Monday, May 23, 2016

Improving e-Journal Ingest (among other things)

Herbert Van de Sompel, Michael Nelson and I have a new paper entitled Web Infrastructure to Support e-Journal Preservation (and More) that:
  • describes the ways archives ingest e-journal articles,
  • shows the areas in which these processes use heuristics, which makes them fallible and expensive to maintain,
  • and shows how the use of DOIs, ResourceSync, and Herbert and Michael's "Signposting" proposal could greatly improve these and other processes that need to access e-journal content.
It concludes with a set of recommendations for CrossRef and the e-journal publishers that would be easy to adopt and would not merely improve these processes but also help remedy the deficiencies in the way DOI's are used in practice that were identified in Martin Klein et al's paper in PLoS One entitled Scholarly Context Not Found: One in Five Articles Suffers from Reference Rot, and in Persistent URIs Must Be Used To Be Persistent, presented by Herbert and co-authors to the 25th international world wide web conference.


David. said...

A footnote that was excised from the final version of this paper reported one result
from a study we are conducting (slowly) as a background exercise:

"For example, approximately 1.5% (7/455) of a random sample of DOIs from the CLOCKSS archive resolve to valid articles but return 404 from the CrossRef metadata API."

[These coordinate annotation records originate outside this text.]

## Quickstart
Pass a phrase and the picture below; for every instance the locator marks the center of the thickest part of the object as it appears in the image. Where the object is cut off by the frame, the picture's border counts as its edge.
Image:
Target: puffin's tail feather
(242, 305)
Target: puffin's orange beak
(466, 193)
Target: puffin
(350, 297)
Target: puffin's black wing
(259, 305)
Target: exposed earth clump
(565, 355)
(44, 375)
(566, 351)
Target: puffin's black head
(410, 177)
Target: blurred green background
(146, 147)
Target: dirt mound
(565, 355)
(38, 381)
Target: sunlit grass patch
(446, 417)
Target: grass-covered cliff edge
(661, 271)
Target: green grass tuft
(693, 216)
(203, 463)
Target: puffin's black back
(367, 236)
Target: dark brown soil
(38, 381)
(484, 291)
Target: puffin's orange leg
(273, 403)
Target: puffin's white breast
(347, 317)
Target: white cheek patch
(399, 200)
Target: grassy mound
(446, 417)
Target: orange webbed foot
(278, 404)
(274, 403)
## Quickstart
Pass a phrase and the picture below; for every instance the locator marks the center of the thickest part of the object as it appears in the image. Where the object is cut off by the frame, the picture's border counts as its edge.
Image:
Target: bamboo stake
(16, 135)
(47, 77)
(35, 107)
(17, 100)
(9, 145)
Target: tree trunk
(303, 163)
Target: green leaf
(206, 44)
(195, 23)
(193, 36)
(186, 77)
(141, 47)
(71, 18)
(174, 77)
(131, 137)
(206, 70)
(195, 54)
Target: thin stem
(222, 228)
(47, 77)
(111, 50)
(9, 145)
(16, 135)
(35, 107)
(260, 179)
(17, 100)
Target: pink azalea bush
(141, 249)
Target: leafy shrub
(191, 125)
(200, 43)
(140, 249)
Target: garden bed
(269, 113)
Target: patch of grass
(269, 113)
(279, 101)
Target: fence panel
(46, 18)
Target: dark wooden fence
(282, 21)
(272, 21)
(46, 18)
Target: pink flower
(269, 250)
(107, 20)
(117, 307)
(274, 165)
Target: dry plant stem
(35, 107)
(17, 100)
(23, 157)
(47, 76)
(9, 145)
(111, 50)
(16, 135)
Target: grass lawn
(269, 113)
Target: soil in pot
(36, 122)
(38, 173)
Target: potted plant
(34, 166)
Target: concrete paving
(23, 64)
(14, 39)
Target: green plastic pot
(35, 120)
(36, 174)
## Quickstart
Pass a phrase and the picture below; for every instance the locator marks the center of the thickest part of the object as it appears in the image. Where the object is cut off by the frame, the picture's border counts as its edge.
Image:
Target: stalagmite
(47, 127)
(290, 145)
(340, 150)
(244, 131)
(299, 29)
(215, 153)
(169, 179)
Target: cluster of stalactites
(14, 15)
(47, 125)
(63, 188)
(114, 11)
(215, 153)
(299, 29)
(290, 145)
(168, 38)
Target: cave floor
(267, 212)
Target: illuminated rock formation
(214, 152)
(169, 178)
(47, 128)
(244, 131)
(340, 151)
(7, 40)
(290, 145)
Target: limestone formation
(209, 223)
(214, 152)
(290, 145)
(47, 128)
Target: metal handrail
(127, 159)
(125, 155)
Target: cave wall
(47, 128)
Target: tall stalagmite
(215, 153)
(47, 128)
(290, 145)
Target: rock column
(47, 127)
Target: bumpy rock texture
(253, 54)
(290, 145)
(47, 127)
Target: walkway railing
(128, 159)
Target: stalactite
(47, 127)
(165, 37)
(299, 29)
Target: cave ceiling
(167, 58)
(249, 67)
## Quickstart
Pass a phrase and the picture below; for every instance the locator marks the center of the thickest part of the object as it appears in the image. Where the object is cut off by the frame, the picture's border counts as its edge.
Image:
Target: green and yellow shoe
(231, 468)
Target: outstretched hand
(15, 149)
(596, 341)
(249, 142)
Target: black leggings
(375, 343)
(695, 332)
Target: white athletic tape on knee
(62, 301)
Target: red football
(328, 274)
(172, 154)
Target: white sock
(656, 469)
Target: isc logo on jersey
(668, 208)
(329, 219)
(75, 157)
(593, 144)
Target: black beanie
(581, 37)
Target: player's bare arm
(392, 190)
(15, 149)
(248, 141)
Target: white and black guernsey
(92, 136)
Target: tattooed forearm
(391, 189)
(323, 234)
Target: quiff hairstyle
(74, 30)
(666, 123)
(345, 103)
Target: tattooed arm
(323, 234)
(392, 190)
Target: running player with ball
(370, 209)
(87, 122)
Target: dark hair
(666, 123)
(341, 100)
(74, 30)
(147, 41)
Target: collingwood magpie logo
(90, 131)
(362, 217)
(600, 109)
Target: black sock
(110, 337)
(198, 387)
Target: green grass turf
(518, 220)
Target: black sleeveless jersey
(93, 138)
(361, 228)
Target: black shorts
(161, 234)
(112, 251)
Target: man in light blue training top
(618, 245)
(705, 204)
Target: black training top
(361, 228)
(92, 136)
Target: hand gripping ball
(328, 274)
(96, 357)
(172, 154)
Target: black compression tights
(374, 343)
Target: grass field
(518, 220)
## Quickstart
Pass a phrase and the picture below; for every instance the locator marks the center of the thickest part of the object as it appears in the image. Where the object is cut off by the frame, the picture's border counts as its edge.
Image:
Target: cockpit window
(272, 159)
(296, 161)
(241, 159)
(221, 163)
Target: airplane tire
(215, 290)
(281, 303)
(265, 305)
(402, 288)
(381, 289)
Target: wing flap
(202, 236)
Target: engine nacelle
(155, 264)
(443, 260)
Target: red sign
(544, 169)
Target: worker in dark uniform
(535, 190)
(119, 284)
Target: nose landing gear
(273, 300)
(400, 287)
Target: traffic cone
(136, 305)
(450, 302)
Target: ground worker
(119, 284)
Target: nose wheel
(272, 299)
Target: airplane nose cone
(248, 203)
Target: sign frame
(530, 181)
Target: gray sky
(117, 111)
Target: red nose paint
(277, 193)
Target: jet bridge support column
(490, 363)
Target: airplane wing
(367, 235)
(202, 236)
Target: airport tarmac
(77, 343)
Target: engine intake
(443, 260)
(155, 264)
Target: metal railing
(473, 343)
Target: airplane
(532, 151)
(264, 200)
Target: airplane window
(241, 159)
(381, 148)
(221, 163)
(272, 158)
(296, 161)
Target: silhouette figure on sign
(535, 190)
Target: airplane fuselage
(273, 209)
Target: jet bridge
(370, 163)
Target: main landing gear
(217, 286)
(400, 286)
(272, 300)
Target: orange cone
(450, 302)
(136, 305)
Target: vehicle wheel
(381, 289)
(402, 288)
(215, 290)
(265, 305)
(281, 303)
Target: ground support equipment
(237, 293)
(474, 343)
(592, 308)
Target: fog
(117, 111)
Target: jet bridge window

The study uses the metadata that LOCKSS and CLOCKSS extracts from the content as input. The output is intended to be a paper entitled Noise in e-Journal Metadata.

Our going-in assumption was that the various kinds of noise we find were accidents, the results of sloppy processes. But no, now Rik Smith-Unna discovers that at least one large publisher is deliberately inserting noise by using fake DOIs as crawler traps.

David. said...

The fake DOI culprit is Wiley, see here. Eric Hellman's and Library Loon's warnings of the horribles to come are starting to look prophetic.

David. said...

The awesome Eric Hellman has a detailed dissection of Wiley's "fake DOIs" which are in fact simply trap URLs that, because of the URL structure of Wiley's platform, look like DOIs. Eric comments:

"the trap URLs being deployed by Wiley are sophomoric and a technical embarrassment."

because, among other things, they provide a simple way for an attacker to get a University banned from accessing even Wiley's open access content and, because robots.txt is mis-configured, are indexed by search engines.

David. said...

See Geoff Bilder's discussion of "fake DOIs" on the CrossRef blog.